The relationship between our financial services industry, our government, and us, ordinary citizens who have repeatedly suffered the consequences of the avarice and incompetence of this industry, has always been troubled. Booms, busts, crashes, bubbles, depressions, inflation. Since the beginning of the 2008 Great Recession we have hoped that the government would return to applying some real rational restraints on the financial system. To be honest, with both political parties deep in the pocket of the industry, this is probably merely wishful thinking.
The Secret recordings of Carmen Segarra
While you are listening to this report of regulators captured by the industry they are paid to supervise, think of the endless series of Wall St and corporate chieftains who have worked for every President of our life time. So, don’t miss the current This American Life story about the Federal Reserve: “The Secret Recordings of Carmen Segarra” ((http://www.thisamericanlife.org/radio-archives/episode/536/the-secret-recordings-of-carmen-segarra))
The current tsunami of revelations of misbehavior, if not outright criminality, by the banking industry in their pursuit of mortgages gone bad, is further evidence of how fundamentally corrupt and cynical this industry continues to be. On the front end of this global economic disaster the financial system engaged in misleading sales tactics using financial products that were baroque in their complexities. Aided by governments seduced by the siren songs of free market religion and floods of money to grease the ways, the industry expanded spreading its load of debt everywhere. Finally the whole Ponzi scheme collapsed under the weight of its own lust.

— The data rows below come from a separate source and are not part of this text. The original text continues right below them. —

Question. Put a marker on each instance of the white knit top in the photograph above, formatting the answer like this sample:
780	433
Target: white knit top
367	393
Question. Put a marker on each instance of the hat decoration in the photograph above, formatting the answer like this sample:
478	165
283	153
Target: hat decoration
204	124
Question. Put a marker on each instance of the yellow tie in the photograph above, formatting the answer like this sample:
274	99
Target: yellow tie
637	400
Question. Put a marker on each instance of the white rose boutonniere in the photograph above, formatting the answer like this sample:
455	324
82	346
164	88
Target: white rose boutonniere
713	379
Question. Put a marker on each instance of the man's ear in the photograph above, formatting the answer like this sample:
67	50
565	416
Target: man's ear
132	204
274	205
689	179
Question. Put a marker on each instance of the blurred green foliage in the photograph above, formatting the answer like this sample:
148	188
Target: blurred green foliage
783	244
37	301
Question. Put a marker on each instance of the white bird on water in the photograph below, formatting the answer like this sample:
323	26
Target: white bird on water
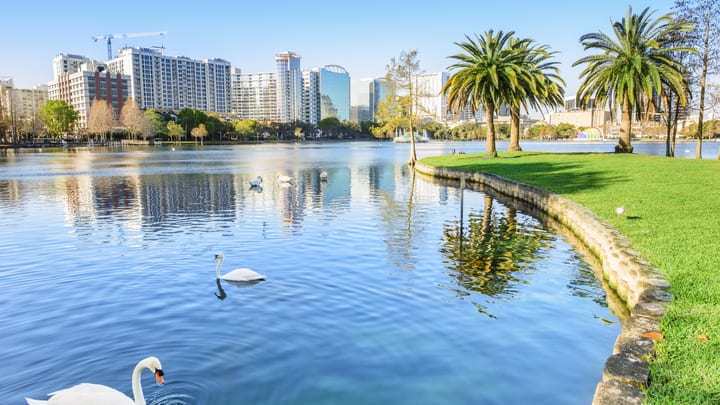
95	394
238	275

Now, in a further display that the people running these institutions have learned nothing, nor been disciplined by either market forces or governments, we are suffering through another round of their arrogance.
Time to call again for these institutions to be broken up. They are not serving the basic purpose of a banking system to supply credit. And, even after being bailed out at enormous expense, directly and indirectly to the general populace, they are again displaying utter disdain for the very laws and procedures that make it possible for the system of capitalism to function at all. Time to put some of these bank managers in jail for organizing and directing this massive fraud against the legal system and homeowners. Time to break them up to form a banking system that will both serve the needs of the economy for credit while not allowing any of them to be so large as to threaten the system as a whole.

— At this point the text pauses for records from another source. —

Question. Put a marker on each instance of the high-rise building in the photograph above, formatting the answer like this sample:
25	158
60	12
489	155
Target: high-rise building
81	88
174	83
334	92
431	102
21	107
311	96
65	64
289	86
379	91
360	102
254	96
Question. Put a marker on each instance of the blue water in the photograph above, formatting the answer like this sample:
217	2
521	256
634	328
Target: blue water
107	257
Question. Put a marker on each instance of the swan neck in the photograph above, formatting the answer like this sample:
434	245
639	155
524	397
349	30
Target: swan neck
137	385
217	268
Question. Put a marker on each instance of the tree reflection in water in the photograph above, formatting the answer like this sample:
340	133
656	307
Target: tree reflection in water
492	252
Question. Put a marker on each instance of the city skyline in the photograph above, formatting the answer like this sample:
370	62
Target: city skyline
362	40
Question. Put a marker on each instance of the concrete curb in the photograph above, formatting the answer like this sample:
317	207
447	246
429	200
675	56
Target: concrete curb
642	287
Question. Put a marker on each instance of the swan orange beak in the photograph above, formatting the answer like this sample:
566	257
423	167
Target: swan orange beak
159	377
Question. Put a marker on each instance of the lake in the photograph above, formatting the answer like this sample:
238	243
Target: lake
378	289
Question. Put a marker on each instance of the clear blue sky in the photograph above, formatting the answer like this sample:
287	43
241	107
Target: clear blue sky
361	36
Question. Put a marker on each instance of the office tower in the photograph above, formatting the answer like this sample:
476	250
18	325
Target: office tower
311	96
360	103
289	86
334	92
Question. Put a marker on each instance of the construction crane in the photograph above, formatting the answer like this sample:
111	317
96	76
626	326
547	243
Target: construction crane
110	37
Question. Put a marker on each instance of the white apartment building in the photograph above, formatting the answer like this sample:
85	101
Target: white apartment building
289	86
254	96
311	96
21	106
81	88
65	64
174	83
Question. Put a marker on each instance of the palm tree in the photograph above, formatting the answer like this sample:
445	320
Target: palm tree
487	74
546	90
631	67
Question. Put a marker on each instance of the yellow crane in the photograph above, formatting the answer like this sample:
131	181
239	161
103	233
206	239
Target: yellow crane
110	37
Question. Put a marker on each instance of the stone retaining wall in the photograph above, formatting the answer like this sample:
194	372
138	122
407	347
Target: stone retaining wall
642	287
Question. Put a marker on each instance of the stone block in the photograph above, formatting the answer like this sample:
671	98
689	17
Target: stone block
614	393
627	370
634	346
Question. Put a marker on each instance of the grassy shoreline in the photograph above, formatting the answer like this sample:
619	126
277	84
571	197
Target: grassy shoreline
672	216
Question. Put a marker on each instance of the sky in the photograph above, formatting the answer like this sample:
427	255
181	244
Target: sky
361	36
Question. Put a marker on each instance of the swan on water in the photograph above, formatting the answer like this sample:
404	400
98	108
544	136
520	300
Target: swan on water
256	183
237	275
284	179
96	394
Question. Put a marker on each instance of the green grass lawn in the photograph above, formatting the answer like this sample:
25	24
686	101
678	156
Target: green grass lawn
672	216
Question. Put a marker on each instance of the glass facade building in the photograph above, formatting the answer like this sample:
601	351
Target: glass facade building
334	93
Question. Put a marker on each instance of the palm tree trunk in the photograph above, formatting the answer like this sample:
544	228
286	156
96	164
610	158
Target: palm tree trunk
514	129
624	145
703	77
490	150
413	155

But, who will do this? Obama’s administration seems strangely silent. But, given the continuing prevalence of Wall St. executives and their supporters in the Federal Reserve and academics in the administration this is not surprising. Similarly, the Congress, both houses, are still amazingly in thrall of the gods of the “free market” religion and money.
“Free market” has always struck me as a rather strange phrase. Never more so than in this period of financial market disasters. The phrase ‘free market’ continues to be used reflexively. Just as commentators go right on speaking of Wall St. as a source of capital and innovation, few want to ask out loud why we need most of Wall St.’s “services”; few people are openly using the most obvious words to describe these services as gambling; and, we go right on using this phrase, “free market” to describe an economy that is not free and in many sectors not a market. A recent exception to this are the comments of Ben Friedman, a professor of economics at Harvard, who said, speaking on the PBS Newshour of the continuing high percentage of our “best and brightest” going to employment on Wall St., “…it’s all the more troubling when I think that, after they leave us, so many of them go into activities that are not economically productive for the country, for society, even, just narrowly, for the economy.”